Pro Plan Veterinary Diets (aka Purina Veterinary Diets) has a product called Forti Flora. There are 30 packets in a box, one packet sprinkled over 1 meal a day. It's a canine probiotic that promotes intestinal health, balance, and a healthy immune system. It helps with diarrhea and reduces gas too. I spoke to my vet about my 11 month old's gas issue and he recommended trying the Forti Flora. I love it! It has worked wonders. I also feed PPP in the Large Breed formula. Only downfall is you have to get it from your vet once a month. Totally worth it though.


----------



## ladyjay (Apr 16, 2015)

I use canidae dog food. it has a probiotic.

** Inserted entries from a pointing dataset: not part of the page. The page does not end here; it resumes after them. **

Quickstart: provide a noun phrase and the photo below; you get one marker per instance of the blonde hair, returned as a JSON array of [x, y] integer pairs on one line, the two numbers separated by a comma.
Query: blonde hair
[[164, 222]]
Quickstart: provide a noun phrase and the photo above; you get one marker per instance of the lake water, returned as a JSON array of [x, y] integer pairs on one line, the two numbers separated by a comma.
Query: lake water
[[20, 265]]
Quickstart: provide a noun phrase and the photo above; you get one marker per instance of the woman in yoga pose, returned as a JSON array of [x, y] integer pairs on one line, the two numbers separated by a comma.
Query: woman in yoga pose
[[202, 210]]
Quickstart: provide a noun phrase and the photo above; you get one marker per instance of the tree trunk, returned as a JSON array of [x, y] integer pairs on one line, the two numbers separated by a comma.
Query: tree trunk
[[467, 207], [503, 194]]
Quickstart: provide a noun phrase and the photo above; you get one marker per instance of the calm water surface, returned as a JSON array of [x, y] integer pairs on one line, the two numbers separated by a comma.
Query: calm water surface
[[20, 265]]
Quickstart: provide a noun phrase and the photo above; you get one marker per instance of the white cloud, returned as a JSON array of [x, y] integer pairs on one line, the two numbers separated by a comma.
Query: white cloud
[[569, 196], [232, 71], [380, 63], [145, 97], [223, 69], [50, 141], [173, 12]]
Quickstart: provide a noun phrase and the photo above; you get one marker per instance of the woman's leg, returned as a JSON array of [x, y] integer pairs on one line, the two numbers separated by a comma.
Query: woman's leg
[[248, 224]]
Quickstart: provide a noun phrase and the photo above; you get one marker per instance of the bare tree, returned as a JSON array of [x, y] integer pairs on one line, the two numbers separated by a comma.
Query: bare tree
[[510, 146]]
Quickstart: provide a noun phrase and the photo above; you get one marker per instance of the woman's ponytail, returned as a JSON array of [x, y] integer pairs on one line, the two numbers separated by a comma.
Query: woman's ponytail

No issues with Duchess


----------



## Bosn'sMom (Feb 11, 2013)

i have had wonderful luck with Natural Balance Sweet Potato and Venison. Bo had a hard time with stomach issues on other kibbles with chicken beef or duck as the primary source and this has completely resolved our issues. His coat is beautiful too.


----------



## cgriffin (Nov 30, 2011)

My Ben does not do good on a salmon diet - some dogs just don't. 
He is doing good on the Sport 26/16 so far. 
Have you tried any of the Pro Plan Select diets?


----------



## K9-Design (Jan 18, 2009)

Two different times I have tried to feed PP SS&S and after about a week my dogs refuse to eat it. They hate it. 
I have fed ProPlan of it's different varieties for probably 7-8 years now and have been very happy with the food, results, and I do appreciate Purina/ProPlan's support of purebred dog competitions. I feed the shreds and change every bag from chicken, salmon (or the tuna, which I thought was great but they discontinued) and lamb. My dogs have no problem with changing the variety with each bag.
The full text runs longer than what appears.